Monday, November 18, 2013

Have Baby, Will Blog


Before giving birth I expressed curiosity over whether a baby would inspire me to write.  Well, here I am, writing... so I suppose we have an answer.  But do I have any words worth writing, that is the real question.

Firstly I must acknowledge how incredible it is that I am here at all.  All the parents and people-who-know-parents around us have been in awe of my relaxed and organised state.  It is thanks to a combination of having the most involved, loving, generous and just plain available partner in the known universe, and of being mother to the most relaxed baby I have ever heard of.  Reactions to the latter condition have ranged from highest praise, suggesting that our relaxed attitudes and superior parenting are the cause of our child's calm demeanour (hardly likely), to bitter jealousy.  Never fear jealous parents of difficult babies - he's only 5 1/2 weeks old, there's plenty of time and means yet for him to break mummy's heart.

So, here I am - has the little one given me anything to say?  Well... yes... and no.  About motherhood itself there is both too much and too little to say.  Motherhood is: exhausting, overwhelming, WONDEROUS... and boring as hell.  You don't want to know every detail of his development and my hours, and sometimes, neither do I.  But things are being written, so I must feel there is something to record.

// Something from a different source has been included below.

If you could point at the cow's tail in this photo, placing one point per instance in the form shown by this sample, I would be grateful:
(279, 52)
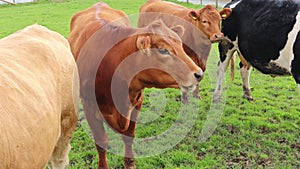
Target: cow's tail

Mostly what I find is that I am interested... a general feeling of interest in things, in understanding this job, and equally in the world outside of it... but my thoughts are scattered.  I'm pleased that things are being written - this blog, my diary, 'correspondence' (as I now refer to emails... it lends them a pleasing poetic weight don't you feel?), and even an attempt at a novel - but it is very difficult to complete a coherent idea, to string the links of thoughts together for analysis or even clarity.  My diary, for example, like my conversation, has some substance, but little structure.  Ideas are repeated, missed and poorly articulated.  A study of my pre and post-baby diary would reveal a sense of the time distortion and interrupted nature of parenthood by its format alone.  Once there was a narrative, and barely an edit to my words; now they come in bursts and dribbles and back-tracking, meandering muses, with sentences crossed-out, re-included then crossed-out again as I attempt to gather the threads of meaning together.

I am reminded of those cruel but fascinating experiments recording the resultant webs of spiders given drugs.  If words are my web, then my brain is on some serious narcotics.

On that thought, I'll end this piece and submit it for public scrutiny, noting that those on drugs are often fascinating to themselves, but tedious to any sane audience.